What I'm saying is that as long as package boundaries are reasonable
(for those that wish to minimize systems to get rid of much if not
_exactly_ all that they don't need), one single distro should work
find for servers and desktops alike.
Those with interests particular to one or the other should participate
or otherwise support those activities working on parts relevant to their
interests.
Of course as you move into laptops and even smaller mobile devices,
the specialized requirements increase, as does the need to squeeze out
all the parts not needed, to be able to fit. Less secondary storage
(disk or flash), less RAM, using power efficiency increasingly critical,
more specialized hardware and even GUI (for smaller than laptop) elements,
etc.
But down to a laptop should IMO still work fine as part of the same
distro that runs on servers. Below laptop, minimization becomes critical,
as do alternative inputs like touchscreens or voice including both driver
and UI support; and the whole packaging and maintenance structure needs
to be more appliance-like and less like a general purpose device.
So unless someone is planning on running a mainstream CPU (for Solaris read
SPARC or x86) version of Solaris or OpenIndiana on a tablet or smaller
device, I don't see the need for distros specialized to the type of platform.
One more thing: I'm not saying it's impossible to come up with desktop
specific optimizations. I _am_ saying that if such optimizations become
pervasive throughout the OS without being isolated and modular to the
poing of being a seen via a single installation-time knob, then staying
compatible with the base OS (commercial Solaris) becomes increasingly
difficult, and which point more than just control over some of the code
is forking: community, expectations, resources, and eventually API or
internal interfaces would start to diverge too.

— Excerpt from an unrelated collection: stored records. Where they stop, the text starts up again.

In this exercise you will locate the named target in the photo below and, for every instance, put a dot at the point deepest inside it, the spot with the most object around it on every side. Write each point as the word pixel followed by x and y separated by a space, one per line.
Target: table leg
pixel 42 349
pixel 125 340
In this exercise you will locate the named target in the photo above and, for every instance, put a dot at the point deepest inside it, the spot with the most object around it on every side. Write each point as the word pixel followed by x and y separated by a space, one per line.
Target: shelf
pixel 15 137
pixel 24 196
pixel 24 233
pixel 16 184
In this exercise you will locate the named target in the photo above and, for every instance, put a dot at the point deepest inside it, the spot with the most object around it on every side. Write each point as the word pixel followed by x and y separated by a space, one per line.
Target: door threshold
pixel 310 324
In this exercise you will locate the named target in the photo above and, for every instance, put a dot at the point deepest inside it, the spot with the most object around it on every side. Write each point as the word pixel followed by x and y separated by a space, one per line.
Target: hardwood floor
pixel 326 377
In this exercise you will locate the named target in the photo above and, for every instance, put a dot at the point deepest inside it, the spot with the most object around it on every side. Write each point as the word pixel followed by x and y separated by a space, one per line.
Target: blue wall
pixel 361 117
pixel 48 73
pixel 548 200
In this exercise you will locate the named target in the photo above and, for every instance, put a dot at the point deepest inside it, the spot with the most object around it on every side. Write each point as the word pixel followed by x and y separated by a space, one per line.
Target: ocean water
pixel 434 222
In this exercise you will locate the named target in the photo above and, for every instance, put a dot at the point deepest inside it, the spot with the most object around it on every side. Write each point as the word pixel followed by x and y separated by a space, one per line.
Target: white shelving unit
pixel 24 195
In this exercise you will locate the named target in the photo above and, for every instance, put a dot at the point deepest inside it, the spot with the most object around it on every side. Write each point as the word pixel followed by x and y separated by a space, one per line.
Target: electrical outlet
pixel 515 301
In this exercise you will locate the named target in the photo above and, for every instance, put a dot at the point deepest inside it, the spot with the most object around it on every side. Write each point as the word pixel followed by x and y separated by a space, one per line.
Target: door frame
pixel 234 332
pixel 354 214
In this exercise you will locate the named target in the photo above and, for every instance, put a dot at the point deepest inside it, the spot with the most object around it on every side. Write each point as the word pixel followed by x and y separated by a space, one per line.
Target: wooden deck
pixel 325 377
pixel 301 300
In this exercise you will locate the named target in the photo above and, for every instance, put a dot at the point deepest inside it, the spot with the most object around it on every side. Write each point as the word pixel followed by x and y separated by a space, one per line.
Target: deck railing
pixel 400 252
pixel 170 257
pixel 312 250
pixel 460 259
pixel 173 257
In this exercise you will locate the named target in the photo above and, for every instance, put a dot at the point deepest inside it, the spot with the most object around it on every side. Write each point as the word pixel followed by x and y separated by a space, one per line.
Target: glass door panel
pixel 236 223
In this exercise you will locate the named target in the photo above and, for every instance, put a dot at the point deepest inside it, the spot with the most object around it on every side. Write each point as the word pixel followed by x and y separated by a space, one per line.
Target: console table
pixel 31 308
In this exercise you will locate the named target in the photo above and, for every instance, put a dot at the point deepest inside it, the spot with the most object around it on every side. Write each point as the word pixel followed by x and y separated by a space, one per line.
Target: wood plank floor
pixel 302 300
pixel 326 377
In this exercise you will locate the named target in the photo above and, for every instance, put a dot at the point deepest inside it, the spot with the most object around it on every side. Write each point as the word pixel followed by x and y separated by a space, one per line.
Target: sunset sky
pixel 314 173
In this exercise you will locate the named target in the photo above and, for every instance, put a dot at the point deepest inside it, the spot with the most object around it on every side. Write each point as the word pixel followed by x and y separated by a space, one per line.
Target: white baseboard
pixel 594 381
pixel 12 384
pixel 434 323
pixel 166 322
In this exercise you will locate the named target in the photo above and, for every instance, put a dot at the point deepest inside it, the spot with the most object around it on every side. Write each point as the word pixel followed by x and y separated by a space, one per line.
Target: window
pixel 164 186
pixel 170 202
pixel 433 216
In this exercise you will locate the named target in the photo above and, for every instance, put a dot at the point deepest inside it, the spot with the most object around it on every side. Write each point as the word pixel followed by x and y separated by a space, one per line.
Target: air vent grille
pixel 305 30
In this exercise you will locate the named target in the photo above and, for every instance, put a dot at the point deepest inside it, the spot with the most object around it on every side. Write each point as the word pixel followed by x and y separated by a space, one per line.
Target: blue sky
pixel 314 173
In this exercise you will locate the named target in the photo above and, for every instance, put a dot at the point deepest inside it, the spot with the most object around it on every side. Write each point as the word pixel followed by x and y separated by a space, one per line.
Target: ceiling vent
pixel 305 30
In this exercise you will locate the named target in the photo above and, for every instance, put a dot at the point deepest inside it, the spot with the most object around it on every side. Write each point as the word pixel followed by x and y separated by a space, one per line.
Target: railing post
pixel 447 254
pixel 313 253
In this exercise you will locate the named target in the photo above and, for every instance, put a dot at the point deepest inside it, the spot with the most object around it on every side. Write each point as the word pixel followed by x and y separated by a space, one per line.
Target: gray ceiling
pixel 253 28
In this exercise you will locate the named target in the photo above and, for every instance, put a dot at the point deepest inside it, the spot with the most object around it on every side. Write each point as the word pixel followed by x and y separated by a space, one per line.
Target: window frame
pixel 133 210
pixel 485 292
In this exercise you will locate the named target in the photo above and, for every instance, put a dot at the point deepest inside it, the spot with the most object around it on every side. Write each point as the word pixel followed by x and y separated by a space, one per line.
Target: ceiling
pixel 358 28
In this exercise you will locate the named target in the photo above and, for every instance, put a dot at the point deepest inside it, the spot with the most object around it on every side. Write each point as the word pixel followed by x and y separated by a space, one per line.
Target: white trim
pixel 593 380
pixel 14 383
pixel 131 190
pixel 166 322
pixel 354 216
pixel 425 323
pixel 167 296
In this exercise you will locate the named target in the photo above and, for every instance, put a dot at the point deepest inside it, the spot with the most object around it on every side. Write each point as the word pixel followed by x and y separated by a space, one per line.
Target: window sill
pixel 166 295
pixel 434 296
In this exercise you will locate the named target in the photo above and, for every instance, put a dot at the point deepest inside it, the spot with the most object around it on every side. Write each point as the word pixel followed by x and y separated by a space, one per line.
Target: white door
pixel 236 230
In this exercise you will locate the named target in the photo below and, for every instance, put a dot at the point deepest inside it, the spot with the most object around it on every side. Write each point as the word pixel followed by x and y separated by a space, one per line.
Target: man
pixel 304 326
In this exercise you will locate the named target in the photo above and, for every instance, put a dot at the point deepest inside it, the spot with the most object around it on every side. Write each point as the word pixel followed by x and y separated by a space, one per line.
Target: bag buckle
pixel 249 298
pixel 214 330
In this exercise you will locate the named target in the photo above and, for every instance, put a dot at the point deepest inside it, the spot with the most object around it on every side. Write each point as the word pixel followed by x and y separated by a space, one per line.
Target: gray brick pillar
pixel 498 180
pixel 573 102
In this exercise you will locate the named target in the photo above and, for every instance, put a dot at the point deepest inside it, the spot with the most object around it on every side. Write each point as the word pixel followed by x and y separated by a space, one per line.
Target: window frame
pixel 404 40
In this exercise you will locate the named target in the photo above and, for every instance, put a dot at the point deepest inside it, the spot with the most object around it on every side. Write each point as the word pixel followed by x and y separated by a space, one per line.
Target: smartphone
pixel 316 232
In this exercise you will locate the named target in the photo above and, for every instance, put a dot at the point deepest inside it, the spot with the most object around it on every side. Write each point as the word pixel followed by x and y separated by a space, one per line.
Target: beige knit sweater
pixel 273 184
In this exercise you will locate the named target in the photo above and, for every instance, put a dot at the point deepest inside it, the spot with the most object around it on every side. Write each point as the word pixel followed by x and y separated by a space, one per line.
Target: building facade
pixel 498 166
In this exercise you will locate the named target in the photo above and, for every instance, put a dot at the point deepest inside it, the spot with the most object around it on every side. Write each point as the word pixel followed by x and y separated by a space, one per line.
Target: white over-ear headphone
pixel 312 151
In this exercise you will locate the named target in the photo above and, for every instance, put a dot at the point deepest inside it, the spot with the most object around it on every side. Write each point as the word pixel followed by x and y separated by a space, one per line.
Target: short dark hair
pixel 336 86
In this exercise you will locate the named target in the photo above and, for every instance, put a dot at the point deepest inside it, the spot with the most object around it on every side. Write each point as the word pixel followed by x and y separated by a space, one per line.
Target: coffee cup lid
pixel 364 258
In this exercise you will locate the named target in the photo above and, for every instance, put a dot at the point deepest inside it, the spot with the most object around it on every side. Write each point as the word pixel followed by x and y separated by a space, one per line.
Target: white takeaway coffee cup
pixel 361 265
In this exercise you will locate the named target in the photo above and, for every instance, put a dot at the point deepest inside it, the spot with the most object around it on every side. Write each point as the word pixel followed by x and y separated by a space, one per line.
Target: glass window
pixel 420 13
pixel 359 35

Forking makes sense about as much as carving countries up into smaller
countries - only if the whole is dictatorial, grossly inefficient, or
is neglecting or exploiting some regions for the sake of others.
Developers and users support each other. Developers...develop.
Users pay, buy beer, or at least test and provide constructive feedback.
(a user that does _none_ of those, even when the latter is made
reasonably easy, is a parasite, even if the license is free enough to
allow them to be a parasite)
As long as a distro doesn't prevent desktop or server developers and
their respective users from working together, nor prevent the developers
across those areas from working together, one distro should be good enough.